Lotus not blooming in Kerala

The Kerala Bharatiya Janata Party (BJP) will spring a few surprises in the forthcoming Lok Sabha elections, crowed state party chief V Muralidharan a few days back. But the straws in the wind signify that the badly divided party itself is in for a few unpleasant surprises.
Ironically, it is not the parties ranged against the BJP which are going to do that. It is the groupism-plagued state BJP itself, which will accomplish the task. Indications of the shape of things to come were available at the first state committee meeting of Kerala BJP, held after a long time. In protest against the ‘dictatorial functioning of the  leadership, party vice-president A T Ramesh, general secretary A N Radhakrishnan, state committee members, Damodaran and  M K Sashindran and senior BJP leader and former state party chief P S Sreedharan Pillai boycotted the meeting. Their key allegation is that state committee office-bearers and members were elected unilaterally. What seems to have deepened the division is the refusal to make M S Kumar vice-president of BJP’s state unit.

Though state BJP chief V Muralidharan has denied it, a number of leaders belonging to the anti-Muralidharan group met national vice-president Bangaru Dattatreya, who was in Palakkad to attend the state committee meeting, to complain about the rampant groupism bedeviling  the state unit, it is learnt.

Significantly, a few senior leaders also stayed away from the workshop, held in connection with the Lok Sabha elections. Their absence from the workshop was unprecedented and draws everyone’s attention. The state leadership will be hard put to explain the situation.
Party’s all-India secretary P K Krishnan Das also attracted attention by leaving half way through the proceedings. It is a fact that Krishna Das, a former state BJP president, is also unhappy about the style of functioning of the official leadership of the state party.

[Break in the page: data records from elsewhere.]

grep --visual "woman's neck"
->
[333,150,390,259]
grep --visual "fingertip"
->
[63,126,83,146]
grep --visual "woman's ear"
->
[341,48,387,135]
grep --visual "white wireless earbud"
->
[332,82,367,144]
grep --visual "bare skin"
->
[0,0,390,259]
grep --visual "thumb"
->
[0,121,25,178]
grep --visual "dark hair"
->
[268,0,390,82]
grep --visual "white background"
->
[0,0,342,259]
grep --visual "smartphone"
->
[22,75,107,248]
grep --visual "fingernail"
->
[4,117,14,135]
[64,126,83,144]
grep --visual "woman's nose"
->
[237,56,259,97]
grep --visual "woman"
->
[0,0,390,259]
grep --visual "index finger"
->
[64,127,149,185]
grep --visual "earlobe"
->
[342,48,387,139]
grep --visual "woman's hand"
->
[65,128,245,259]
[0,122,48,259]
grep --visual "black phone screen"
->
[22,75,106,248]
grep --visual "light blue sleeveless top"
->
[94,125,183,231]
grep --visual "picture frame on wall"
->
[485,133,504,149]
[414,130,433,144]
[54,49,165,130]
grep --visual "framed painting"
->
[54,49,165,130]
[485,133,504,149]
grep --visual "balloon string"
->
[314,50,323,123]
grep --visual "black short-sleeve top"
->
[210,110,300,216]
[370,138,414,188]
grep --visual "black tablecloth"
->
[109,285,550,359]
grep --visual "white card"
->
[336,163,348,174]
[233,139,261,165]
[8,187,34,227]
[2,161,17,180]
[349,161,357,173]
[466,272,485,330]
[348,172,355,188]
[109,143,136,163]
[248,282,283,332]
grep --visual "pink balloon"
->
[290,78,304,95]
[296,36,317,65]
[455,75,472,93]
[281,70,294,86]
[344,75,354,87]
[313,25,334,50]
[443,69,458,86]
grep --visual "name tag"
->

Needless to say, the bickering among senior leaders cannot but have an adverse impact on the party’s preparations and performance in the Lok Sabha elections. The party’s strategy seems to be to concentrate on its ‘stronghold constituencies’ instead of wasting time, energy and resources on all seats. These seats are Kasargode bordering Karnataka, Kozhikode, Thrissur, Thiruvananthapuram and Palakkad. BJP’s election campaign committee chief Narendra Modi is expected to be the star campaigner for the party. Although Modi’s tour programme has not been finalised, he is likely to visit a few of the party’s stronghold seats. Modi may also attend the 60th birthday day celebrations of Matha Amrithanandhamayi in Kollam next month.

BJP sources say the party has a reasonably good chance of creating history by making its parliamentary debut from Kerala in the 2014 Lok Sabha elections. The seats on which the party has pinned its hopes the most are Kasargode, Thiruvananthapuram and Palakkad. Party sources say there are a host of factors which will stand the party in good stead in the general elections. For instance, they claim, the Oommen Chandy Government’s blatant and unbridled ‘minority appeasement policy’ has caused great resentment among the Hindu voters, causing a sharp polarization of voters on the basis of religion and castes.

Spearheading this Hindu polarization campaign are the Nair Service Society (NSS) and the Sree Narayana Dharma Paripalana (SNDP) Yogam. Both the organizations have made it clear that they will vote against the Congress-led UDF Government in the state. BJP sources claim that, more than the LDF, it is their party which will benefit from a Hindu vote consolidation.
In support of their argument, they point out the Neyyattinkara by-election result. In the
by-election, BJP candidate O Rajagopal had polled more than 30,000 votes, registering a six-fold rise in the BJP’s vote. If the Neyyattinkara pattern repeats in the LS polls – and they are sure it will – then that will be bad news not only for the UDF but also for the LDF.

These sources have been playing down the group war within the state unit. Similarly, the Advani-Modi tussle will also have no impact on the election outcome as the ‘wrinkles have been ironed out’, according to them. Advani is held in high esteem by the state BJP activists, but they do not think the BJP stalwart will do anything to harm the party’s prospects in the parliamentary elections.